We can again get for example the cluster labels of the observations. Just remember to access the KMeans algorithm from the pipeline first.

In [None]:
# Get the labels
pipeline['kmeans'].labels_

array([0, 2, 0, 0, 0, 2, 2, 0, 0, 0, 0, 2, 0, 0, 1, 1, 1, 1, 1, 0, 0, 0,
       2, 1, 1, 0, 1, 1, 0, 1, 0, 0, 0, 1, 1, 1, 1, 1, 1, 1, 1, 1, 1, 1,
       1, 1, 1, 1, 1, 0, 0, 1, 2, 1, 1, 1, 1, 1, 0, 1, 1, 0, 1, 1, 0, 1,
       1, 0, 1, 1, 0, 1, 1, 0, 1, 1, 2, 1, 1, 1, 0, 0, 1, 1, 1, 1, 1, 1,
       1, 1, 0, 1, 0, 0, 0, 1, 1, 2, 0, 0, 1, 1, 0, 2, 2, 0, 0, 2, 0, 0,
       2, 1, 1, 0, 0, 0, 2, 0, 1, 1, 0, 0, 2, 2, 0, 2, 2, 1, 1, 1, 1, 1,
       1, 1, 1, 1, 1, 1, 1, 1, 1, 1, 1, 0, 0, 0, 0, 2, 0, 2, 2, 0, 0, 0,
       2, 2, 0, 2, 2, 0, 2, 0, 2, 0, 0, 0, 1, 1, 1, 1, 0, 1, 1, 1, 1, 1,
       1, 1, 1, 1, 1, 1, 1, 1, 1, 1, 1, 1, 1, 1, 1, 1, 1, 1, 2, 1, 0, 0,
       2, 0, 2, 0, 2, 2, 0, 2, 2, 1, 0, 0, 0, 2, 2, 2, 2, 2, 2, 2, 2, 2,
       2, 2, 2, 2, 2, 2, 2, 2, 2, 2, 2, 2, 2, 2, 2, 2, 2, 2, 2, 2, 2, 2,
       2, 2, 2, 2, 2, 2, 2, 2, 2, 2, 2, 2, 2, 2, 2, 2, 2, 2, 0, 1, 0, 0,
       2, 0, 0, 0, 0, 0, 2, 2, 2, 2, 2, 2, 2, 2, 2, 2, 2, 2, 2, 0, 0, 0,
       2, 2, 2, 2, 2, 2, 2, 0, 2, 2, 2, 2, 0, 2, 2,

Finally, we can persist the whole pipeline to a file by using joblib.
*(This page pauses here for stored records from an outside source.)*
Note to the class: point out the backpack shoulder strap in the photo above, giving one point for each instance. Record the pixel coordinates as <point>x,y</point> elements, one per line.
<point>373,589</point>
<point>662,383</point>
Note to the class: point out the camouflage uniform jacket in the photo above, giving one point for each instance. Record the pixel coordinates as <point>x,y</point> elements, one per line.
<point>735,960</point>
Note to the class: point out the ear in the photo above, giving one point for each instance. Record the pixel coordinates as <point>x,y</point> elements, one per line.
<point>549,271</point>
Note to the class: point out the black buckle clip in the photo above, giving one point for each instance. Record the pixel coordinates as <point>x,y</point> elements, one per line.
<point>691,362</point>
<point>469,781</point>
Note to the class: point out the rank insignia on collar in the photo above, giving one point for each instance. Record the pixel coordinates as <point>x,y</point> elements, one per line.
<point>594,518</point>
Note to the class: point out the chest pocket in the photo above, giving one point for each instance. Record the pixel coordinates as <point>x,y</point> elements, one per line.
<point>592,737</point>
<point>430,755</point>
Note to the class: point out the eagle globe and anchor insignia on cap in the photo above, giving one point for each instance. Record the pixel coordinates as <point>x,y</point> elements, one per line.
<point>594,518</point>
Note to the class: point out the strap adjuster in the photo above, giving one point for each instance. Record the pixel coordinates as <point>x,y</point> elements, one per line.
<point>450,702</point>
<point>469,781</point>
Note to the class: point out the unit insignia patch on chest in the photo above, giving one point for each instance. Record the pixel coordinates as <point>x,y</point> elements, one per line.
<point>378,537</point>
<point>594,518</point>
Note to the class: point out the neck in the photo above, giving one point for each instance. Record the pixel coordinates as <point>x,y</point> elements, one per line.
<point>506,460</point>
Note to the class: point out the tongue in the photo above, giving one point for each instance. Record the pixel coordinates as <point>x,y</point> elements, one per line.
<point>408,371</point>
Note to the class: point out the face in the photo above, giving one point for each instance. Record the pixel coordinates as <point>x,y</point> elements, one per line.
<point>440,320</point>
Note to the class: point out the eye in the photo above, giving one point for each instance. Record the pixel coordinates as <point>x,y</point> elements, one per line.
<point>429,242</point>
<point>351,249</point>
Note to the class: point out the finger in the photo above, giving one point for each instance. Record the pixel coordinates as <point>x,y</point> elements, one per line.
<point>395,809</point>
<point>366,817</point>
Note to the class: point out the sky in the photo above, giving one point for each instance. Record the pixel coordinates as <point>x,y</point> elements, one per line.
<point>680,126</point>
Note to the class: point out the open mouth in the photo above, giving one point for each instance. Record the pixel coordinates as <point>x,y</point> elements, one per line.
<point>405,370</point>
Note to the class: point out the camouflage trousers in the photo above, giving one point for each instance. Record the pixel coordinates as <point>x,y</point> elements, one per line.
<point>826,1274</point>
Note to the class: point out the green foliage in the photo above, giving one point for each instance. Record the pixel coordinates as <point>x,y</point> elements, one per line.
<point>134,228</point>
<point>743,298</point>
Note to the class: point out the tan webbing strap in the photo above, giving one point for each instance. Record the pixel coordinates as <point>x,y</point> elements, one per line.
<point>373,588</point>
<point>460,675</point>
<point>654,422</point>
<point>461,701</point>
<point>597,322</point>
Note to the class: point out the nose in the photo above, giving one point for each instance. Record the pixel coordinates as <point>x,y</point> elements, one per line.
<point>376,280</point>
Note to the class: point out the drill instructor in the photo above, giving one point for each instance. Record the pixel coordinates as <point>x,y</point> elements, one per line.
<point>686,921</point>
This is super convenient as the pipeline bundles up most of what is being done to the data.

In [None]:
# Persist the pipeline as a joblib model
joblib.dump(pipeline, 'sales_pipeline.joblib')

['sales_pipeline.joblib']

When a new observation arrive (e.g., a new product that has been on the market for 52 weeks), then you can load the pipeline and use the `.predict()` method to predict the label of the new observation. Which cluster this belongs to can help you to understand how to market the product, or which products should be given as <i>related products</i> on a website.